Humility is the only possible disposition of the Christian who truly understands the Gospel, that they are sinners saved by grace through faith and that not of themselves, it is the gift of God, that no one should boast. The same seed of sin in them is in even the worst of sinners, but a salvation given to them by God through faith in Christ as a gift and not due to any merit in them whatsoever – they have no merit; their wage is God’s eternal wrath – this realization brings us low, breaks us before God, that we dare not look up to heaven, but earnestly beat our chest and plead with God, “Be merciful to me a sinner!” And Christ assures us, we shall go home justified, and in time, exalted as adopted children of God in Christ to His glory.

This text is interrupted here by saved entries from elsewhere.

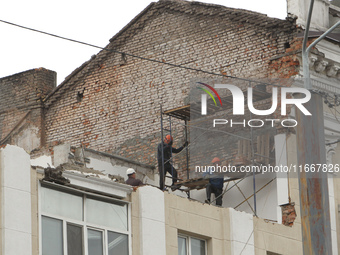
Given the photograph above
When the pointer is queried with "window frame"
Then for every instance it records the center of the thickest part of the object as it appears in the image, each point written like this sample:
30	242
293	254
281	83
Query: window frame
188	242
83	224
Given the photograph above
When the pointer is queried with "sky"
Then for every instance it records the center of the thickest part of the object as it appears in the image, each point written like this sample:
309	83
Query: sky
93	22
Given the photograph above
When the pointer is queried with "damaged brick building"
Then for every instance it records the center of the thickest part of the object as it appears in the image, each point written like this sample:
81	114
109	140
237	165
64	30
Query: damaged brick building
111	103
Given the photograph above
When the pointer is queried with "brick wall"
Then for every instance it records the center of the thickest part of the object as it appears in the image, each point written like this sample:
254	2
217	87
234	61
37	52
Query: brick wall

May we who know Christ wear gladly the badge of a bondservant. May humility characterize us that God may be exalted. Let us not be a hindrance to others coming to Christ because of sinful self-exaltation; rather, abase yourself constantly, know the horror of your sin, and the wonder of God’s salvation, and by this disposition, help others to see the surpassing value of Christ Jesus our Lord. Do not wait to be humbled before God, for then it may be to late, and you will find yourself humbled in horror of His glory; be humbled now, that through faith in Christ, Christ will declare to you, “go home justified…you shall be exalted in Me in eternal life.”